The generalized matrix inverse
The Moore-Penrose matrix evolves organically from the process of generalized solutions to linear systems.
Consider the matrix $\mathbf{A}^{m\times n}_{\rho}$ and the data vector $b\in\mathbb{C}^{m}$ and the linear system
$$
\mathbf{A} x = b.
\tag{1}
$$
If the data vector is in the column space of
$\mathbf{A}$, that is,
$$
b\in\color{blue}{\mathcal{R}\left( \mathbf{A} \right)}
$$
then the solution to the difference equation in (1) is exactly
$0$:
$$
\lVert \mathbf{A} x - b \rVert = 0.
\tag{2}
$$
Hence the appellation "exact solution".
The figure shows an example where
$$
\mathbf{A} =
\left[
\begin{array}{cc}
1 & 2 \\
0 & 1 \\
\end{array}
\right]
$$
The row space is envisioned as a regular grid.
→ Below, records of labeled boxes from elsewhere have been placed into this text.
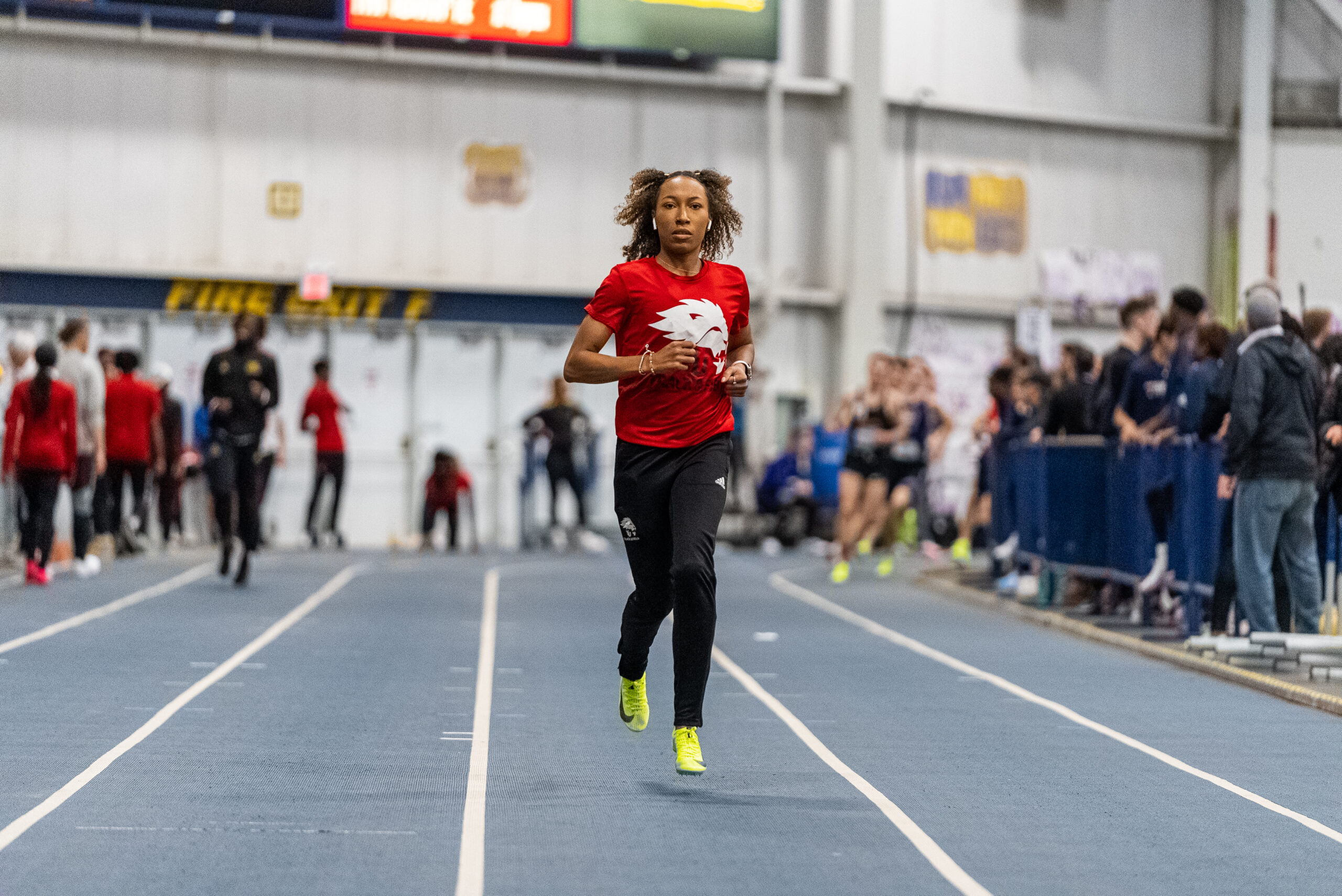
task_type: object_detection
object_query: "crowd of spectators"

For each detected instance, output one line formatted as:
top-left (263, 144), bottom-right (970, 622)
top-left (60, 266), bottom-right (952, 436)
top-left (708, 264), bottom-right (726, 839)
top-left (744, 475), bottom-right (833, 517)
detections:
top-left (755, 283), bottom-right (1342, 633)
top-left (970, 283), bottom-right (1342, 633)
The action of $\mathbf{A}$ on this grid produces the image of the column space.
Next, look at the case where the data vector has
$\color{blue}{range}$ and
$\color{red}{null}$ space components:
$$
b = \color{blue}{b_{\mathcal{R}}} + \color{red}{b_{\mathcal{N}}}
$$
[![1d][2]][2]
The data vector can no longer be described as a linear combination of the column vectors of the matrix
$\mathbf{A}$ and
$$
\lVert \mathbf{A} x - b \rVert > 0
$$
_Generalize_ the concept of solution from "exactly
$0$" to "as small as possible." The immediate question is how to measure the size of the residual error, that is, what norm should be used?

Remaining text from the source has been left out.